On the other hand, while chip giants such as qualcomm, nvidia and Intel are focused on the larger traditional applications, such as servers in the cloud, and the marginal markets, such as mobile phones and cars, where the user base is strong.This can be seen from a series of product releases in recent years by the three major players of AI accelerator chips, such as Tesla V100 and Xavier of nvidia.Hexagon DSP and cv-isp's AI Engine in qualcomm snapdragon 855, and the recently released Cloud AI 100;Intel's low power Movidius accelerator and the latest Cascade Lake Xeon.
That doesn't mean the chip giants aren't interested in niche-sized markets such as IoT, where the likes of Intel, ST, and renesas are starting to make inroad, according to our reporters.Last November, for example, Intel released two AI accelerator solutions for smart cities, retail and health care: the Intel Movidius processor array, the Intel Arria10 FPGA;ST also launched a DNN accelerator based on stm32cubemx.ai at the STM32 summit on April 26-27 this year.In the same month, renesas electronics' configurable AI accelerator, DRP, was released, further enhancing the MCU's chip computing power with e-ai.Presumably in the future a period of time, there will be more chip industry giants rush, then AI accelerator market is bound to usher in an unprecedented battle, for those deep subdivision of the small and medium-sized chip manufacturers is undoubtedly a great challenge.
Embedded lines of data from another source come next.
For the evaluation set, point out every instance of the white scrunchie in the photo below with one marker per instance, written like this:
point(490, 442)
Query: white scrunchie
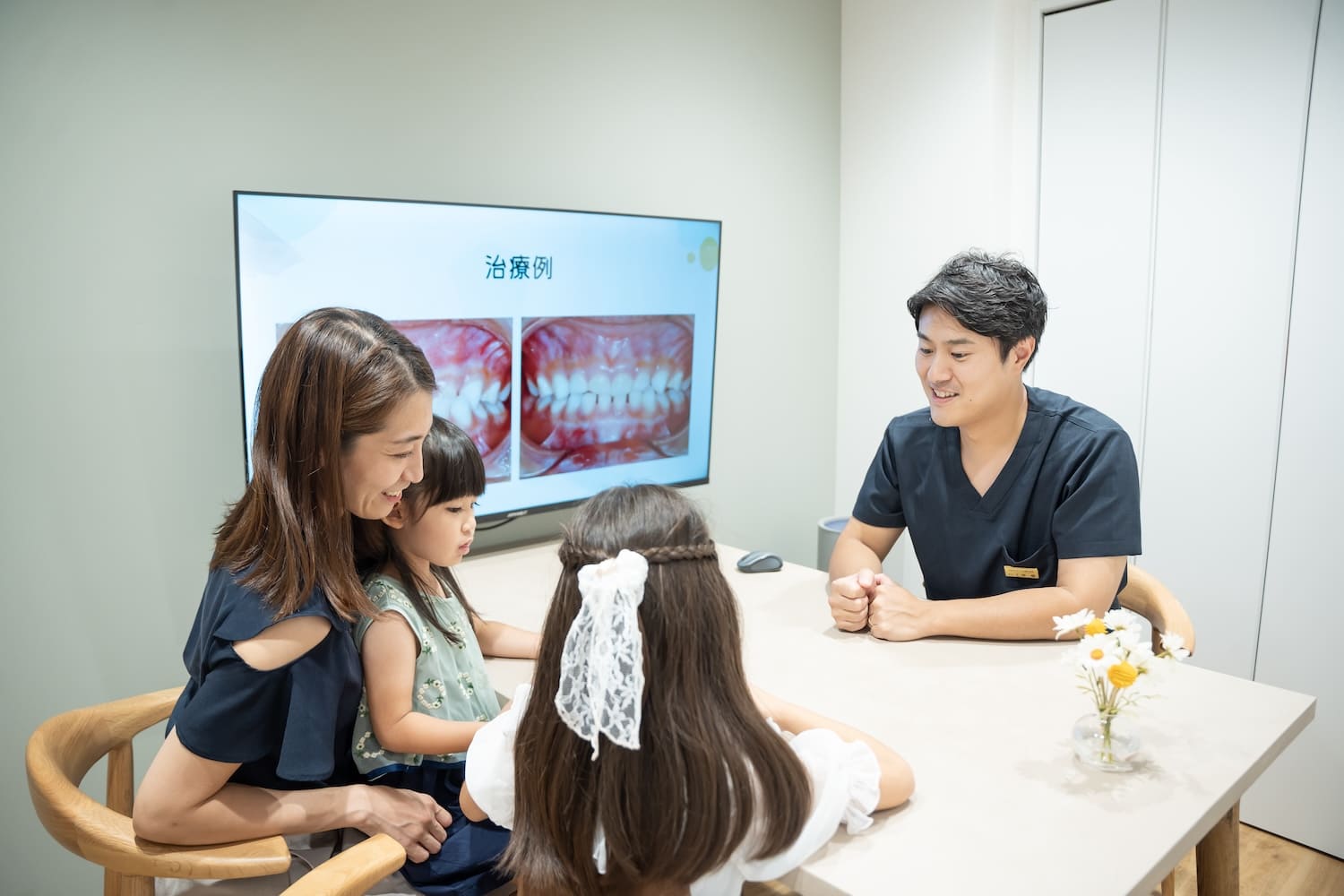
point(602, 664)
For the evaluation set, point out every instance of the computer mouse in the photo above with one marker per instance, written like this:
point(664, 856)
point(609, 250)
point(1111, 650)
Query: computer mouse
point(760, 562)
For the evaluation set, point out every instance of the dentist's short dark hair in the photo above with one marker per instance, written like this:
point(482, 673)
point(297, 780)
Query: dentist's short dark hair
point(989, 295)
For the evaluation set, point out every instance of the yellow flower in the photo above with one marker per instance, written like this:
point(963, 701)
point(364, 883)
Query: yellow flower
point(1123, 675)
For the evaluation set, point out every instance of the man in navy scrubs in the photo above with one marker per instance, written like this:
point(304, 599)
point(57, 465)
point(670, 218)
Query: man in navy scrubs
point(1021, 504)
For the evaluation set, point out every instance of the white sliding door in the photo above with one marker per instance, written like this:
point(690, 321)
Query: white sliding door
point(1098, 124)
point(1301, 796)
point(1234, 112)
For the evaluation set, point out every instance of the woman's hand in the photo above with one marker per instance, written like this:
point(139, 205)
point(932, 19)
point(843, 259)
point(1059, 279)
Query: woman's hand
point(413, 820)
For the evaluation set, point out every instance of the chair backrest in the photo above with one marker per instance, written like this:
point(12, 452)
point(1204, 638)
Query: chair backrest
point(62, 751)
point(1153, 600)
point(65, 747)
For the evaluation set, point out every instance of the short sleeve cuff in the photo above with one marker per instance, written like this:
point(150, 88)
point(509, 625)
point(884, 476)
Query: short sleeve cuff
point(489, 762)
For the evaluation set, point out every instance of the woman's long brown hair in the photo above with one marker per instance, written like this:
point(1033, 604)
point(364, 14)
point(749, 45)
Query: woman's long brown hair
point(333, 376)
point(709, 766)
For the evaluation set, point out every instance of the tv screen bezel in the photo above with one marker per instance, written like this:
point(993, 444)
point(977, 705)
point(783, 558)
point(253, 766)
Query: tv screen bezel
point(503, 516)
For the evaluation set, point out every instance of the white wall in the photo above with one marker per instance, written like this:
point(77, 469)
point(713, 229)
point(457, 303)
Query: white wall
point(929, 155)
point(126, 128)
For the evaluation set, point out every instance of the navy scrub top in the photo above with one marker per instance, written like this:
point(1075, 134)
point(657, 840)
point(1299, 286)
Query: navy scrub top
point(1070, 489)
point(289, 727)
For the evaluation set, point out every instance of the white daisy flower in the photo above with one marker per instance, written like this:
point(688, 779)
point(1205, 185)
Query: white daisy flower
point(1074, 621)
point(1175, 645)
point(1098, 651)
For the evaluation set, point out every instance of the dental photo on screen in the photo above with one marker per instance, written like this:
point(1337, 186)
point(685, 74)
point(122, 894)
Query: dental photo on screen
point(473, 367)
point(577, 349)
point(605, 392)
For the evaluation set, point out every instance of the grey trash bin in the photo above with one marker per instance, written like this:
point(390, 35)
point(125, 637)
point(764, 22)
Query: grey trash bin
point(828, 530)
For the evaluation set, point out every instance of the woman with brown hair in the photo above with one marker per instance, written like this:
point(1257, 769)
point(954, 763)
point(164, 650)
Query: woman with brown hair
point(645, 763)
point(260, 739)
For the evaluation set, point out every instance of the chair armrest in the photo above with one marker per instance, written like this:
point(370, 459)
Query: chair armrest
point(59, 754)
point(352, 871)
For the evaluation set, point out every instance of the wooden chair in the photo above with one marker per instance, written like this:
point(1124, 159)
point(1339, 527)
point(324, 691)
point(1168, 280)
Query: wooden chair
point(65, 747)
point(1153, 600)
point(1150, 598)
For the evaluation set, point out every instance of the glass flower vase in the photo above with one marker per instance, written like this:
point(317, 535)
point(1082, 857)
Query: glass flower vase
point(1105, 740)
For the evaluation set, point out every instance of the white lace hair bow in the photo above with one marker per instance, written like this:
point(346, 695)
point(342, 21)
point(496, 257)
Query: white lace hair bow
point(602, 664)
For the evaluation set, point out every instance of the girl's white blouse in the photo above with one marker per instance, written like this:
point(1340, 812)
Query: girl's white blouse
point(844, 788)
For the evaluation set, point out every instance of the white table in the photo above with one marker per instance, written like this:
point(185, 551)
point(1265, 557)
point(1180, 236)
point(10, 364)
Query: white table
point(1000, 805)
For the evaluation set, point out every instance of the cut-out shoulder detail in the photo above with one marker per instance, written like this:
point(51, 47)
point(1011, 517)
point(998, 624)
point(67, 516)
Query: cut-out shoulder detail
point(282, 642)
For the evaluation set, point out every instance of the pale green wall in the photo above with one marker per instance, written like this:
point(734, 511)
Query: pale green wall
point(126, 125)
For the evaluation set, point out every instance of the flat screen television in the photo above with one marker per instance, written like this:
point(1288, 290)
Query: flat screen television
point(577, 349)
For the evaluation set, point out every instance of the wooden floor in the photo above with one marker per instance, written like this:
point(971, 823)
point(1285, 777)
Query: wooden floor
point(1271, 866)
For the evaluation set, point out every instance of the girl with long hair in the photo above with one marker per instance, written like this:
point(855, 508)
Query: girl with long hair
point(642, 762)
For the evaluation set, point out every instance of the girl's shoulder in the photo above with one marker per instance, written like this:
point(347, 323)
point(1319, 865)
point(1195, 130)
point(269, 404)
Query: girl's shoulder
point(386, 591)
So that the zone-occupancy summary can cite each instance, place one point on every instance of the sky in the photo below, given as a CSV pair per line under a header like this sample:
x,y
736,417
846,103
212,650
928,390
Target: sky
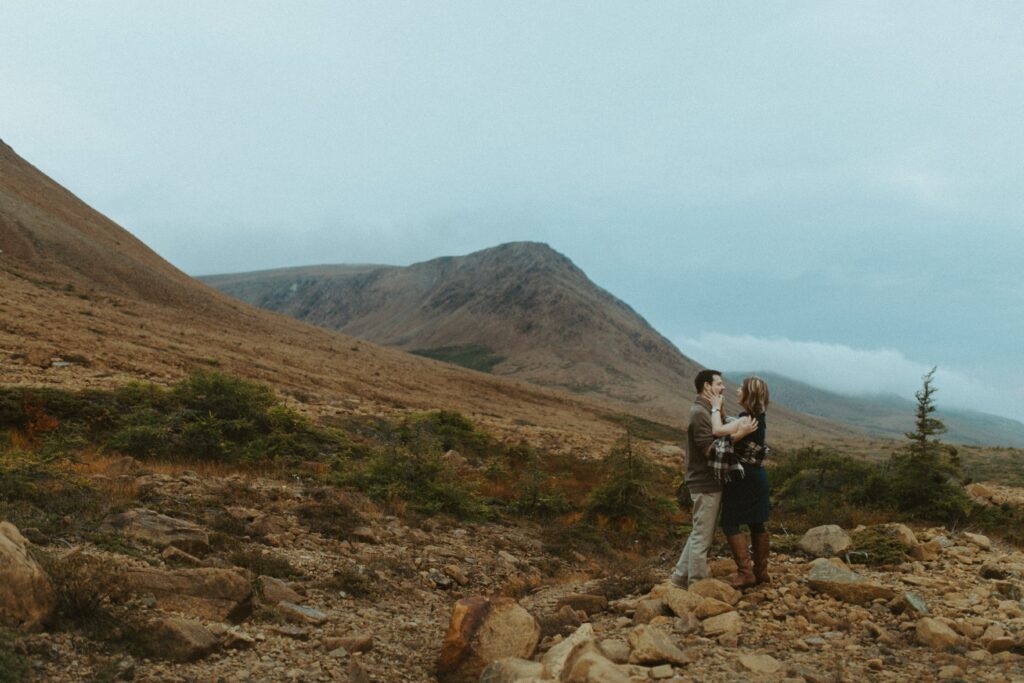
x,y
830,190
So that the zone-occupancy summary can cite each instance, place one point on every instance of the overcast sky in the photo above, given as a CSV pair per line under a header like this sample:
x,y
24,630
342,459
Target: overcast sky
x,y
829,190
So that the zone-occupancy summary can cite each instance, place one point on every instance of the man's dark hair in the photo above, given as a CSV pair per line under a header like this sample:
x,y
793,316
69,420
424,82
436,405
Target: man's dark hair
x,y
704,377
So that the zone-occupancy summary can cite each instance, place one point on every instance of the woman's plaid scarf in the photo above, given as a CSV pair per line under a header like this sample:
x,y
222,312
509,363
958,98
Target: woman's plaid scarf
x,y
727,460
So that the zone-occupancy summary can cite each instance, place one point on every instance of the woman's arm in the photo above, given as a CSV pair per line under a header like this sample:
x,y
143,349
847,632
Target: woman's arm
x,y
737,429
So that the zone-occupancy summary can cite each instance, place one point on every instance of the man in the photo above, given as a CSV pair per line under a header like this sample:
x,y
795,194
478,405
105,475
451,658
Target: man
x,y
706,492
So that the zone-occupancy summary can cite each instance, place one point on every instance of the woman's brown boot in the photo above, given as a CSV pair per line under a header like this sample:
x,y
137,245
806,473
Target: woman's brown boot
x,y
744,578
761,550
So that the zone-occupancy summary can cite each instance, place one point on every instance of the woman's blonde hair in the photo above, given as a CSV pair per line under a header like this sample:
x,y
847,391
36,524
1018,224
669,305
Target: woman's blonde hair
x,y
755,395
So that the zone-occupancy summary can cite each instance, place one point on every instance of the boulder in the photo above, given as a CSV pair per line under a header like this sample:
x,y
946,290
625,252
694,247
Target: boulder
x,y
649,645
591,604
648,609
27,596
554,659
180,640
979,540
926,552
761,664
712,607
844,584
588,665
511,670
219,595
719,590
980,493
903,534
158,529
935,634
482,631
681,601
826,541
717,626
615,649
300,613
363,643
272,591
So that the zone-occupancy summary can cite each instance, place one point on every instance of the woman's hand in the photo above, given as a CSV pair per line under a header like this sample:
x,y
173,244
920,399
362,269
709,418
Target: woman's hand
x,y
716,401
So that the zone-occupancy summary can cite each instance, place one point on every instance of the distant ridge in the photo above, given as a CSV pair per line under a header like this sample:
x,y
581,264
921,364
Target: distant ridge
x,y
519,309
889,416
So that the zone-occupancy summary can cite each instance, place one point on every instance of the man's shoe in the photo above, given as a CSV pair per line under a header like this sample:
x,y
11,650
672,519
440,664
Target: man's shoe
x,y
744,577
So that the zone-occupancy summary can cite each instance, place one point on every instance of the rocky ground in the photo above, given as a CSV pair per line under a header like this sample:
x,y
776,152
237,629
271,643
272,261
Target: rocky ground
x,y
241,578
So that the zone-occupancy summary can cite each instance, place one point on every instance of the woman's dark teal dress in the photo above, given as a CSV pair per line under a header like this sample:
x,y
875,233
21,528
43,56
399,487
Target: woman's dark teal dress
x,y
745,501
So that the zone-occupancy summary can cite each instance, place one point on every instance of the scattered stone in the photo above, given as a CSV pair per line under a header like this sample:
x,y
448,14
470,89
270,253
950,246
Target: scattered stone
x,y
1000,644
220,595
662,672
365,535
591,604
301,613
950,671
686,624
980,493
760,664
926,552
272,591
825,541
713,588
978,540
158,529
712,607
238,640
554,659
903,534
935,634
291,631
482,631
844,584
727,623
511,670
681,601
27,596
587,665
173,554
457,574
648,609
363,643
914,603
650,645
992,569
180,639
356,674
615,649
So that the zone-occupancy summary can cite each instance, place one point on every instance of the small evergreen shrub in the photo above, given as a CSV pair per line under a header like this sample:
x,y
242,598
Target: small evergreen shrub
x,y
626,498
422,480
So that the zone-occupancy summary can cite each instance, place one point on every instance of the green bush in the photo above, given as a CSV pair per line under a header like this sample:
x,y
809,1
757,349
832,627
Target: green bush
x,y
423,480
626,497
85,585
208,415
812,479
13,665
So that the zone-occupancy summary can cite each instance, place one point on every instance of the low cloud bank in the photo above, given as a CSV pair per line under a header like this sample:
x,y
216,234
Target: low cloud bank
x,y
851,371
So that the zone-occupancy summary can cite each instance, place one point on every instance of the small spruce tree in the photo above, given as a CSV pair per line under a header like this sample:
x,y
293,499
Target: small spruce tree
x,y
925,472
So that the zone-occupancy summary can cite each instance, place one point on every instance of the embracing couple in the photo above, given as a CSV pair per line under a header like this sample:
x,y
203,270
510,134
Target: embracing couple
x,y
724,474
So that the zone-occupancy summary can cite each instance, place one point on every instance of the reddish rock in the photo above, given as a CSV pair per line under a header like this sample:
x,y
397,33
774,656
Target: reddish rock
x,y
27,597
483,631
220,595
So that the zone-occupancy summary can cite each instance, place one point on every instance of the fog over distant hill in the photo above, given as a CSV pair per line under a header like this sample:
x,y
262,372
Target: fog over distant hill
x,y
888,415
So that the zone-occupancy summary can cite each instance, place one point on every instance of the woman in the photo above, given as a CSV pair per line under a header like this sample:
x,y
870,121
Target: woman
x,y
744,501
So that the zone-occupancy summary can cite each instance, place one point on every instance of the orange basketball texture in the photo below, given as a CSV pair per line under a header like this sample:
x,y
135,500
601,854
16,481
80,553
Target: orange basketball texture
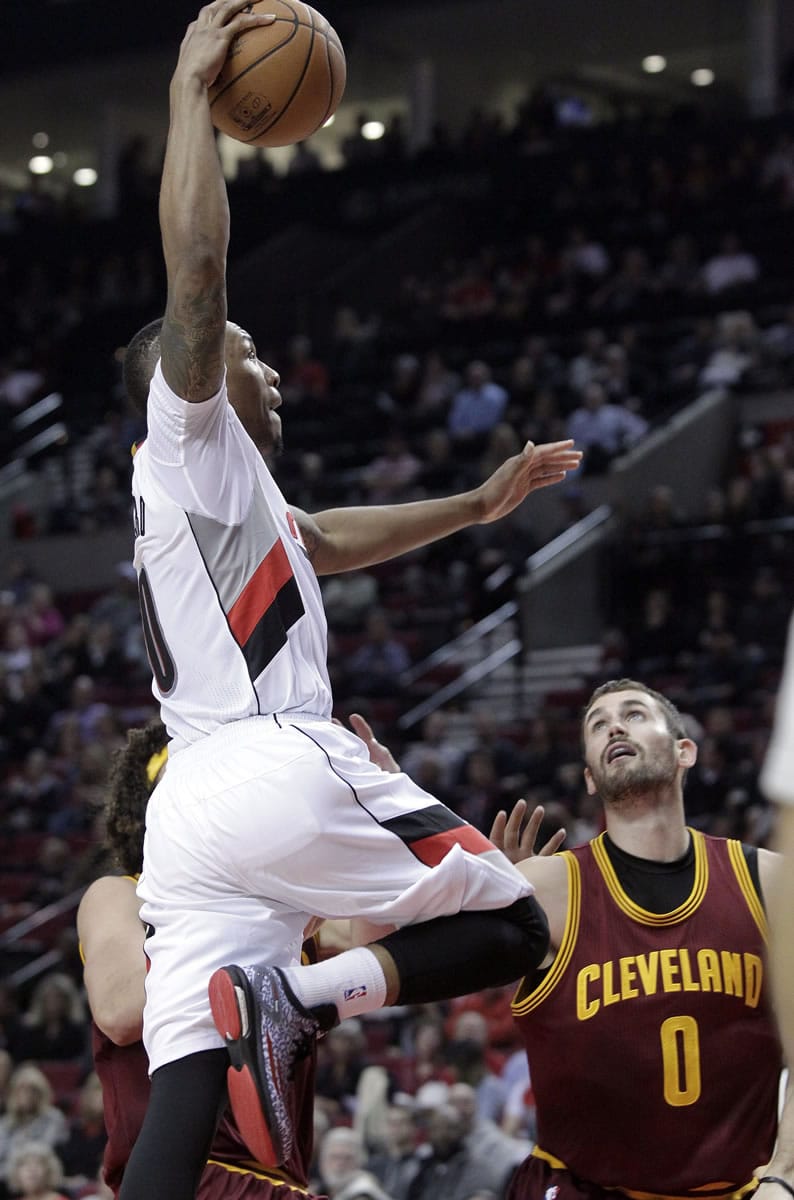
x,y
281,82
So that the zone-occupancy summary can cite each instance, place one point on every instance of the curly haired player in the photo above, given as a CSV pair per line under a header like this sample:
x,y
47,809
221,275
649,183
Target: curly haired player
x,y
112,943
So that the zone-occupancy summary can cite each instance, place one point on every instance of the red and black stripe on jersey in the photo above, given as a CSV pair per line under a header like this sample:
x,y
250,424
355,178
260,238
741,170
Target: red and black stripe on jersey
x,y
431,833
259,595
265,609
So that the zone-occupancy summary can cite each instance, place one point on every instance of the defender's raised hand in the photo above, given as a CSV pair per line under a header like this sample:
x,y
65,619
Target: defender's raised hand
x,y
516,839
524,473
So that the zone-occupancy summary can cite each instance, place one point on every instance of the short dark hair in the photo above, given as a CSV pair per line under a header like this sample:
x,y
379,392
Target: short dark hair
x,y
128,790
672,715
139,361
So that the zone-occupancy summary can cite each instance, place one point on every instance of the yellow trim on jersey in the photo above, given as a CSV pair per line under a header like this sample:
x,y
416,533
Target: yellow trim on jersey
x,y
745,881
708,1189
642,915
570,934
156,765
275,1180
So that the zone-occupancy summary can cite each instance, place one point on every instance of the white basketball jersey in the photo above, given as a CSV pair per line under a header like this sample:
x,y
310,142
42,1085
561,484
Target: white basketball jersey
x,y
230,605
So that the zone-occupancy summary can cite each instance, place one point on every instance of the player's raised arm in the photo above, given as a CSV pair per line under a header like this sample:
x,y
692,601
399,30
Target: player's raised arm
x,y
194,209
346,539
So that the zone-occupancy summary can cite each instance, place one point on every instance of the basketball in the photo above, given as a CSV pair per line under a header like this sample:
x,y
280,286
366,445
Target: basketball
x,y
281,82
In short, no matter how the market situation changes, what the application side needs from beginning to end is an AI chip with high computing power and low power consumption, and this feature will be paid more attention by the market with the gradual integration of AI and IoT applications.Therefore, for the current large or small AI chip design manufacturers, how to solve the contradiction between chip computing power and power consumption through the optimization of hardware and algorithm end is the key, which may require manufacturers to study in many aspects and multiple angles, such as chip manufacturing process, architecture and cost.AI accelerator is able to solve the contradictory between power consumption and is the most direct and effective solution, but according to the reporter, now a lot of strong AI chip giants have begun to layout and into the market, and aiming at all kinds of scenarios to launch both suitability strong AI accelerator chips, it must be for the current lots of trying to "struggle with" chip in the emerging market segment of AI players very big impact.Therefore, there is little time left for such companies. How to flexibly rely on localization and their expertise in professional fields to accelerate the opening of various market segments and win more customers will be the key for these emerging AI chip players to survive in the next few years.